Mensen over De nieuwe fiets

 

Zeer geachte aanwezigen,

Zes mei, om half zes - dat is sinds 2002 een historisch tijdstip in Nederland. En het is misschien daarom wel een heel geschikt tijdstip om u een belangrijke tip te geven. U moet zo snel mogelijk De Nieuwe Fiets lezen, het debuut van Dirk Jan Roeleven. Ik heb het het afgelopen etmaal in één ruk uitgelezen.

Om te beginnen is het een bijzonder leerzaam boek. Zo heb ik nooit geweten wat de betekenis was van de naam van zelfbedieningsfirma De Spar. Het blijkt het motto te zijn van de inkoopcombinatie: Door Eendrachtig Samenwerken Profiteren Allen Regelmatig. Zou ook een mooi motto voor de publieke omroep zijn, trouwens.

Verder is het een boek waarin de liefde tussen een man en zijn fiets mooier wordt beschreven dan ooit. U kent het verhaal. Dirk Jan belooft een Italiaanse fietsenmaker, die hem matst met een riempje van een toeclip, terug te komen, een fiets bij hem te kopen en die over de Alpen naar Nederland te rijden. Hij lost die belofte twaalf jaar later in.

De Nieuwe Fiets is het reisverslag. En het verhaal van een liefde op het eerste gezicht. Hoor wat hij schrijft als het doek over de fiets wordt opgetrokken: "Ik tril op mijn benen. Zie roder rood en zwarter zwart dan ik ooit op een fietsframe heb zien glimmen. Wat een heftige fiets. Wat een schoonheid. Zwijgend kijk ik naar het vurige kunstwerk. Zwarte stierenkop die fel naar achteren wegloopt. Zwarte banden met rode bies. Nerveus Italiaans zadeltje."

Het is echte liefde, inclusief koosnaampjes als 'rossonero'. Als de geliefden voor het eerst samen zijn, uitgezwaaid door de fietsenmaker, gaat de auteur over in de eerste persoon meervoud. "We wandelen eerst een stukje door het dorp, de nieuwe fiets losjes aan mijn hand. Ik bekijk hem nog eens rustig, alleen op het dorpsplein, in daglicht. Voel de stang, laat de vingers over de nieuwe lak glijden." Geen wonder dat we de volgende bladzijde meemaken dat de fiets in de rooms-katholieke kerk van het plaatsje Dronero gezegend wordt, de auteur sprenkelt, in het aangezicht van Jezus en Maria, water op de glimmende lak.

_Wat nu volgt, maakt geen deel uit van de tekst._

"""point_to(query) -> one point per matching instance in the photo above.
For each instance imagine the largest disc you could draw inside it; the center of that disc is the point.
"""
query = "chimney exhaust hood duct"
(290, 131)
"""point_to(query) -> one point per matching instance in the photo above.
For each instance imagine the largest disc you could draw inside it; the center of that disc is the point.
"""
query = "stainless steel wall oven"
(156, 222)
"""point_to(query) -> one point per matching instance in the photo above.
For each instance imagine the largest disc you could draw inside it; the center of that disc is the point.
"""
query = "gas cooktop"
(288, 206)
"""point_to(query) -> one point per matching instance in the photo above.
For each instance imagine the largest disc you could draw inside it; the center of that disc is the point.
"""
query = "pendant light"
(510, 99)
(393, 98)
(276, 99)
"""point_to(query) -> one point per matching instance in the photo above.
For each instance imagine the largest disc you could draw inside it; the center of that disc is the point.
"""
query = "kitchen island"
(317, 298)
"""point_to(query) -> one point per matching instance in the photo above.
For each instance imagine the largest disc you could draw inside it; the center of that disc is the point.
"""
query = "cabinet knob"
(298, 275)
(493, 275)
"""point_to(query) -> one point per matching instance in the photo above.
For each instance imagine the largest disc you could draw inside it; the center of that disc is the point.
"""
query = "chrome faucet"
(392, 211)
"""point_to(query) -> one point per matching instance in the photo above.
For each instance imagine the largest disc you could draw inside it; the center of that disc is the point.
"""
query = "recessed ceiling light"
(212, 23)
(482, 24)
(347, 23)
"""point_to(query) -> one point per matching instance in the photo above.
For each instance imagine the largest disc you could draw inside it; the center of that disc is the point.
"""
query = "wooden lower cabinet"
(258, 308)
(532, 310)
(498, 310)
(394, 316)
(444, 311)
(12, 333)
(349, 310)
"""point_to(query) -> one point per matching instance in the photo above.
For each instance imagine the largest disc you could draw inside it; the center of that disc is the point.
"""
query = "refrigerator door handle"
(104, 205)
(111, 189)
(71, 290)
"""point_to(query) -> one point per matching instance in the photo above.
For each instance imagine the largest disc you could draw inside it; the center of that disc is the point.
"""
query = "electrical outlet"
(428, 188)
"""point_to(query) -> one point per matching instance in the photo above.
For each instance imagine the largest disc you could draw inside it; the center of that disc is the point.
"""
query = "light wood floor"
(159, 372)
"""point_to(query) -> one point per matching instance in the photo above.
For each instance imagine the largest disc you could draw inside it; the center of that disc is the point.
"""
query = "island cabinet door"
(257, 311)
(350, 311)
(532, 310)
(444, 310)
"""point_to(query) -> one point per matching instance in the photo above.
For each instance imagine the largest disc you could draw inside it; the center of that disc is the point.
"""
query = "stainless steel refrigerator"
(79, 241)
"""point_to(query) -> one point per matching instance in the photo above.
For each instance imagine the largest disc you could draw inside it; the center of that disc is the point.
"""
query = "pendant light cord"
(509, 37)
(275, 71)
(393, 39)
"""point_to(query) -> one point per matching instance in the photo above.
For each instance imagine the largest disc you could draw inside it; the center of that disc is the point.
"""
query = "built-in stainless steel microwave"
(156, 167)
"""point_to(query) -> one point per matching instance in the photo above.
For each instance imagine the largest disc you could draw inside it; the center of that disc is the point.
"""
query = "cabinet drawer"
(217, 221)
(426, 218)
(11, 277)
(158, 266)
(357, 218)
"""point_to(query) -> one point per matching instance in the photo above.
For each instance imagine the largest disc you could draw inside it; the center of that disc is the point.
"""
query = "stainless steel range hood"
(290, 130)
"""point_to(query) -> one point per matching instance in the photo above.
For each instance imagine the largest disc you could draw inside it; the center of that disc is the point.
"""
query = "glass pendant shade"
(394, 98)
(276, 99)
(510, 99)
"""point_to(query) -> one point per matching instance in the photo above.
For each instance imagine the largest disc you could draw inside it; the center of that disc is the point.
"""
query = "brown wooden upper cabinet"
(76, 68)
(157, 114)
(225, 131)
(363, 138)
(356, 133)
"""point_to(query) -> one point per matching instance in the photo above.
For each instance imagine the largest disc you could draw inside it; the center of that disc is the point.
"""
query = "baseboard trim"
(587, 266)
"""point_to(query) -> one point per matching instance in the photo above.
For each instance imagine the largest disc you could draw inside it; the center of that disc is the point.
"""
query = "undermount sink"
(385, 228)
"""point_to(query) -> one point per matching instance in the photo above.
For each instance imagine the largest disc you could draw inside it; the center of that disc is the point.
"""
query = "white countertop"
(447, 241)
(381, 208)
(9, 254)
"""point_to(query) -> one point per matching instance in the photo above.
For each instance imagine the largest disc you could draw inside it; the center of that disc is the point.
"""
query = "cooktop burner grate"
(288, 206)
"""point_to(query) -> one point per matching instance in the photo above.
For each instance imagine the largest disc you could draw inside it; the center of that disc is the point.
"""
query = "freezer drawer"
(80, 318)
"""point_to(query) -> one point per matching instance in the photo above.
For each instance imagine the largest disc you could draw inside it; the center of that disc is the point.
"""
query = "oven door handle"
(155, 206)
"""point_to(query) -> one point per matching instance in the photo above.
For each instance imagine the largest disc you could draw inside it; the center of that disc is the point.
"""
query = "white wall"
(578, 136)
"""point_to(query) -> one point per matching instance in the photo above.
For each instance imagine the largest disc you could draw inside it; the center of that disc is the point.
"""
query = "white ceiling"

Die ware liefde blijft zo de hele reis voelbaar, en wordt nergens klef. Op elke stop is de eerste zorg: waar mag Dirk Jan zijn fiets neerzetten? Op de hotelkamer, of in de wijnkelder, of in de schuur in het stro. Gelukkig, elke morgen staat-ie er nog. En als de eigenaar in gesprek komt met een opschepperige macho, met een peperdure fiets van carbon die maar zeven kilo weegt, volgt een van de mooiste zinnen van het boek: "Ik streel onder de tafel de achtervork van mijn rossonero."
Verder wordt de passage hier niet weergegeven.